Among the three or four automobiles that were parked in his field of view, he recognized his own.
His car keys were in the pocket of his pants.
He shrugged, took off the pants again, and left them on the chair. Then he stripped completely and got the swim trunks out of his bag and put them on, noting in passing, as if the fact were of some significance, that they were not green. From the private bath attached to his guest room Simon grabbed one of the huge, plentifully supplied towels. At the door to the hallway he paused; he didn’t have a key to this room, and he hesitated just briefly at the idea of leaving his things in it unlocked. Then he smiled at what, in the circumstances, struck him as a ridiculous concern.
He had to make contact, as soon as possible, with Margie. If she was still in the secret passage, and all was well, then he was going to have to make a medical appointment for himself next week, and talk to someone about hallucinations. If, on the other hand, she wasn’t…
The hallway outside Simon’s room was medieval in most of its materials, but not at all in its plan, if Simon’s hazy ideas about real castles were at all accurate. On one side of the hall, a row of doors led probably to rooms much like the one in which he had awakened. On the other side, a balcony railing of wood and stone guarded a drop of forty feet or so to the stone paving of the main entry room on the ground floor; this was not the room that Simon thought of as the great hall, but one almost as large.
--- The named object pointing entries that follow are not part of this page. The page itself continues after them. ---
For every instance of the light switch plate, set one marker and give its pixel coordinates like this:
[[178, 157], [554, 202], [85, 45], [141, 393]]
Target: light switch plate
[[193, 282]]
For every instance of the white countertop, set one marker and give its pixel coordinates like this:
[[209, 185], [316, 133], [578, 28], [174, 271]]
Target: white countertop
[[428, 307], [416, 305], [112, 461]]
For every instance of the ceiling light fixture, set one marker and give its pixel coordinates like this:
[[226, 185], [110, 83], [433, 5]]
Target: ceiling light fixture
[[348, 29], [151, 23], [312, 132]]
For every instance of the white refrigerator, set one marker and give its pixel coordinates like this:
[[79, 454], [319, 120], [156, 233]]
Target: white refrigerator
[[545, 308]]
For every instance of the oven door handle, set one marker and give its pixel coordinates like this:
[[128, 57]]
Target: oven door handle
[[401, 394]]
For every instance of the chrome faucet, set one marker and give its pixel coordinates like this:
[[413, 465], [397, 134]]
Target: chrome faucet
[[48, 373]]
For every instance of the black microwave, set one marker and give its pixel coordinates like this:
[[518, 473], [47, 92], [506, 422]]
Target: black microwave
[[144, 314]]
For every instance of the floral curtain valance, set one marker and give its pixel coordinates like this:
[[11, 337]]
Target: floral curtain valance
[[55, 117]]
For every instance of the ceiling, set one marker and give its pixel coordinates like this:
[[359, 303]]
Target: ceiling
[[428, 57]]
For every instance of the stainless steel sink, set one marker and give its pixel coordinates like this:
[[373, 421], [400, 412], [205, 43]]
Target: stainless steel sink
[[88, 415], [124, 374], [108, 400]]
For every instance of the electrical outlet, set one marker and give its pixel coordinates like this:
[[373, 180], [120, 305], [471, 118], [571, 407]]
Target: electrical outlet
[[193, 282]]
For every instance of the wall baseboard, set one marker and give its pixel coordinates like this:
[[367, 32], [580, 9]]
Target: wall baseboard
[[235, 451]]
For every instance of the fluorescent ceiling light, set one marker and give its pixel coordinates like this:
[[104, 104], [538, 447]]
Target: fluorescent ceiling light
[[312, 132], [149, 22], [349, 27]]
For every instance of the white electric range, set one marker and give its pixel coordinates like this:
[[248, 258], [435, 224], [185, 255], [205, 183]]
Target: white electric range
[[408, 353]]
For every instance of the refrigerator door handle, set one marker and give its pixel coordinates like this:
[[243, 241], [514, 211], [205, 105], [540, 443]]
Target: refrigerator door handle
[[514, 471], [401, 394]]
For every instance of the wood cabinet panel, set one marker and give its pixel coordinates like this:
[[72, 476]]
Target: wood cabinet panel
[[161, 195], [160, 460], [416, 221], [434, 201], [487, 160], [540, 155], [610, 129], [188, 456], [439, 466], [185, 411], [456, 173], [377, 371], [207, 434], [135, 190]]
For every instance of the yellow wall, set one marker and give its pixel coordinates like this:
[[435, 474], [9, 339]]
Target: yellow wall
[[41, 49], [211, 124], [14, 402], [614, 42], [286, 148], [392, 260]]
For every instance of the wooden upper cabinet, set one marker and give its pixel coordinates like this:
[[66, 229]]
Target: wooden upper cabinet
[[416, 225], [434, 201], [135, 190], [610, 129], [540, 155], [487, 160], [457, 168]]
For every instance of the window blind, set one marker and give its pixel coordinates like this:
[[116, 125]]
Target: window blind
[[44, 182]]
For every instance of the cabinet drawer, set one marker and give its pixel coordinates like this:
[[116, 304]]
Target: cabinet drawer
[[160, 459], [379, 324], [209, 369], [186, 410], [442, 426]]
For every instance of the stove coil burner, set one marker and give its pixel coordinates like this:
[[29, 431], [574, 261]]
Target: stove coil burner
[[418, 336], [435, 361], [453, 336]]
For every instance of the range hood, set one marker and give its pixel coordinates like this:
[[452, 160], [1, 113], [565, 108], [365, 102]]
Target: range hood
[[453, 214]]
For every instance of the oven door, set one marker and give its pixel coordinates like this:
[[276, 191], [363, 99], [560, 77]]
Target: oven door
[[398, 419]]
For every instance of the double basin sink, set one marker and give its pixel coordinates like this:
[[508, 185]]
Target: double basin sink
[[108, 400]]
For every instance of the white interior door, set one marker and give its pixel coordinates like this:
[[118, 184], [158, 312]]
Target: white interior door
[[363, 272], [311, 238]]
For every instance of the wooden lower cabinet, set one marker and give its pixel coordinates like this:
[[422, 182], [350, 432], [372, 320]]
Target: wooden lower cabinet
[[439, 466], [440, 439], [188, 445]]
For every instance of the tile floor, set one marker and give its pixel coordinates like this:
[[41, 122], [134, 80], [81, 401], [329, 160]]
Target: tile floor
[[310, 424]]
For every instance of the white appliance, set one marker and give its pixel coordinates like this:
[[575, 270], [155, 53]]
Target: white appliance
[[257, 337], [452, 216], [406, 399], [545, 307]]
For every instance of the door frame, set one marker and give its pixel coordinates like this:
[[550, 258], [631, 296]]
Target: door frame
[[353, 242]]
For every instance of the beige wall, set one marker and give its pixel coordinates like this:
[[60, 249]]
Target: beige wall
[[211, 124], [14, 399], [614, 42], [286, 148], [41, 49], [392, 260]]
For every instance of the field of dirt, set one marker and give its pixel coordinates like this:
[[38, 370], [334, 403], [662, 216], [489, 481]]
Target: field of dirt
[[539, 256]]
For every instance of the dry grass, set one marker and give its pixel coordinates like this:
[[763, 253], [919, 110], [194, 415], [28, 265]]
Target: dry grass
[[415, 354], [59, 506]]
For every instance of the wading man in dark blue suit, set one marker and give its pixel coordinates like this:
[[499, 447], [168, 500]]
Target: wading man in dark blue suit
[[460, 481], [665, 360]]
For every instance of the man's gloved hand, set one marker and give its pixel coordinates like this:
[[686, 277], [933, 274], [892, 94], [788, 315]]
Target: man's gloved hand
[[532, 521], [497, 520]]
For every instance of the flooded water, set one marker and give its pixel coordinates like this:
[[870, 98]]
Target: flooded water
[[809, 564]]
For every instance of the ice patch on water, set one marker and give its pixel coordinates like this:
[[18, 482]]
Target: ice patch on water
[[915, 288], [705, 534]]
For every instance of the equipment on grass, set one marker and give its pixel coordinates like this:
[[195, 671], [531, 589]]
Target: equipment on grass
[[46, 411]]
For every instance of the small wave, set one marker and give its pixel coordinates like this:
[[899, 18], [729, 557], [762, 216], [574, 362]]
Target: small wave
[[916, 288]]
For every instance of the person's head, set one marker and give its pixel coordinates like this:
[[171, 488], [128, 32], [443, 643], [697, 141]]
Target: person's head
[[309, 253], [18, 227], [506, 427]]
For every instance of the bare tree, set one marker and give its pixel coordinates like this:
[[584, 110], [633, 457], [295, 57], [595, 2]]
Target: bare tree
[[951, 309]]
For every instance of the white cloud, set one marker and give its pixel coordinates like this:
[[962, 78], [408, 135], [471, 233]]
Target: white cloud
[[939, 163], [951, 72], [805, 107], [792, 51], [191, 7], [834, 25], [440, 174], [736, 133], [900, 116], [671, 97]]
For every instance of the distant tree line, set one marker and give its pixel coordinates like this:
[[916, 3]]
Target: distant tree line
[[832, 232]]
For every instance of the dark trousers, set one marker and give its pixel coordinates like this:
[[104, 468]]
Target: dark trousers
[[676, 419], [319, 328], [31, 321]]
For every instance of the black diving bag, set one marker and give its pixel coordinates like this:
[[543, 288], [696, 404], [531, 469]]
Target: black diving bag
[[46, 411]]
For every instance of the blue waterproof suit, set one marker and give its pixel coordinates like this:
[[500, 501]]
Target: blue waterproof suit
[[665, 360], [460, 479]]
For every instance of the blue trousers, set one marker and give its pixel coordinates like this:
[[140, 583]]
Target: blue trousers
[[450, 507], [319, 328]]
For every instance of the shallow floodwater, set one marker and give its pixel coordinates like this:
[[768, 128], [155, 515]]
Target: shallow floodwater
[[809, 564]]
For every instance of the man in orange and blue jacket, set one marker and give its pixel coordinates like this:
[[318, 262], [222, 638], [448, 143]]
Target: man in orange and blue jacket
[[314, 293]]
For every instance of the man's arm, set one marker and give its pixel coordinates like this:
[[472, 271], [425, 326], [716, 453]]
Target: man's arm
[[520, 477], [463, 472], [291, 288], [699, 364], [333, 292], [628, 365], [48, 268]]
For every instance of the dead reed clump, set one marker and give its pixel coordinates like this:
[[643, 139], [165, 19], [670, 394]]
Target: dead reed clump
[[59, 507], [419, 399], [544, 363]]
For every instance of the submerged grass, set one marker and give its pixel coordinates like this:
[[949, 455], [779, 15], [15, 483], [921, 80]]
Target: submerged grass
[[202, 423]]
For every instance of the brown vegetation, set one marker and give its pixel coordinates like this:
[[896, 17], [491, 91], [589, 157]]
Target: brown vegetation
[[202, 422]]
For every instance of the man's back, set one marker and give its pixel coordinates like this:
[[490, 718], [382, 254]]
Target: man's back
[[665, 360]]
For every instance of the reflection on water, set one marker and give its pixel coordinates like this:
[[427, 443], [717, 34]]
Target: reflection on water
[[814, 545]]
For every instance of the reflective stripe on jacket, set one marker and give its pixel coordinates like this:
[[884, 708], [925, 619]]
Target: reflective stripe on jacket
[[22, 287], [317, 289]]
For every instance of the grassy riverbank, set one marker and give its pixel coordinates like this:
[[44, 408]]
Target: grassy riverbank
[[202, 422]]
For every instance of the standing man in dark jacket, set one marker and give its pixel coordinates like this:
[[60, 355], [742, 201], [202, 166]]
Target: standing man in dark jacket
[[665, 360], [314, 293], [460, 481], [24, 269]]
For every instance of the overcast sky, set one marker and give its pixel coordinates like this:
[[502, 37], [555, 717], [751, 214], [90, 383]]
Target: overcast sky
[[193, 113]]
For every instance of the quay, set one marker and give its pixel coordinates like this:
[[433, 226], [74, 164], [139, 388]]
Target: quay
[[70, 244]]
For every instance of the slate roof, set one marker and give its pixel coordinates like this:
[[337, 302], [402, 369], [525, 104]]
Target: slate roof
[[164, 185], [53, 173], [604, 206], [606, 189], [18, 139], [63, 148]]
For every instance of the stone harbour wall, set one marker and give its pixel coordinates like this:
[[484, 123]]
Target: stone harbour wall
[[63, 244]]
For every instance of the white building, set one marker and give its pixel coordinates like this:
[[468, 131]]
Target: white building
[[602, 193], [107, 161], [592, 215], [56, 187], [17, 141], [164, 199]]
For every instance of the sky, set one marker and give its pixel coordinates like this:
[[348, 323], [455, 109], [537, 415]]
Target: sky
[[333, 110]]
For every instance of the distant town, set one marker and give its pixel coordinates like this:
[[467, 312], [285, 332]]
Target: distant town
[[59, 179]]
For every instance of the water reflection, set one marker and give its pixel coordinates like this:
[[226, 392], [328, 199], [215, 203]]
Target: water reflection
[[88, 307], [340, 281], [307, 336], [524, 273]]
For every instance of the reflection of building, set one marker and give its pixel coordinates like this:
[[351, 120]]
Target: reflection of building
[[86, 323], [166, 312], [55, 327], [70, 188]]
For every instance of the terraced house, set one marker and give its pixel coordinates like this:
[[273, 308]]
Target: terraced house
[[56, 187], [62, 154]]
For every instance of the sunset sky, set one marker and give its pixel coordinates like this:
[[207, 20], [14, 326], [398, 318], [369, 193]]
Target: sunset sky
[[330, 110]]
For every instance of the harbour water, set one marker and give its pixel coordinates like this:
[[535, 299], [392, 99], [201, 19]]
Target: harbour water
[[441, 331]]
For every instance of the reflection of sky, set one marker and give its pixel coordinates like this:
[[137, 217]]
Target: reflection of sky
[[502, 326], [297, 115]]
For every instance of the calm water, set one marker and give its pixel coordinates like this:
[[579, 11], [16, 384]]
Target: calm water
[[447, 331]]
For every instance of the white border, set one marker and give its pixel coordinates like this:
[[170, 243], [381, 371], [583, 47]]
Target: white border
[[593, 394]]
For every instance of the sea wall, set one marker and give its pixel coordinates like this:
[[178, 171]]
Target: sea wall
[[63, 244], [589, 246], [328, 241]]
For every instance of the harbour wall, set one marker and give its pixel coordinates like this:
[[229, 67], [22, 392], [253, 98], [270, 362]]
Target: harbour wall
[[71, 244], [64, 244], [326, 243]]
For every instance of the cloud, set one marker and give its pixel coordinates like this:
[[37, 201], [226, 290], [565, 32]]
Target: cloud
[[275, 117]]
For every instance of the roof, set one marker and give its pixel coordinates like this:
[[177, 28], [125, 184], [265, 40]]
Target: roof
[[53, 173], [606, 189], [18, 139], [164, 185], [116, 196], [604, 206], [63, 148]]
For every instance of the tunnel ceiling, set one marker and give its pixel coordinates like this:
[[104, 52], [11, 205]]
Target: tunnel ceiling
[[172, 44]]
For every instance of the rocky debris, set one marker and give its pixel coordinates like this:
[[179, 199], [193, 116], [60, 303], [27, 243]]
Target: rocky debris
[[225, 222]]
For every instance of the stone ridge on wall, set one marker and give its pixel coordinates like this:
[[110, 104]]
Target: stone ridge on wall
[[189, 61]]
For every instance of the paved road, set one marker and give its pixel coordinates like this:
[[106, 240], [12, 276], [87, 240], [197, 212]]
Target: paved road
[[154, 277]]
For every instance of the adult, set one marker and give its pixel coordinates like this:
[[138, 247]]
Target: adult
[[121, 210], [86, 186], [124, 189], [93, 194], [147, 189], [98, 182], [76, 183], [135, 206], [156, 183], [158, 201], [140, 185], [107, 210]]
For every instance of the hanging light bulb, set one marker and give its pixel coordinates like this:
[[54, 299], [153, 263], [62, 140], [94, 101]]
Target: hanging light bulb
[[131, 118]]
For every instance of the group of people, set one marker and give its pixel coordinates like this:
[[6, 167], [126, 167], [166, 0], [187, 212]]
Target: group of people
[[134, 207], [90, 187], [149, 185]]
It was dim down there, from lack of windows, and flames glowed on candle and on torch. He still had not the faintest memory of coming up this way today.
Now he had to locate one of the connections to the secret passage, and try to signal Margie. Here was a door that puzzled him at first, until he realized it must be that of an elevator, discreetly almost hidden. He thought that some of the other rooms that he was passing on his way to the descending stair must connect to the secret passage. But most of their doors were closed, and the one that was ajar showed someone’s luggage on a bed. He wasn’t going to chance entering any of them right now.
A young man Simon didn’t recognize, dressed just about as Gregory had been, in what was evidently servant’s garb, passed Simon in the hallway. Simon nodded and smiled, getting only the faintest of responses. It struck him that if everyone were really dressed in the style of six hundred years ago there might be problems in distinguishing fellow guest from worker. And he wasn’t really accustomed to dealing with servants anyway, he hadn’t had that many invitations to the homes of the really rich.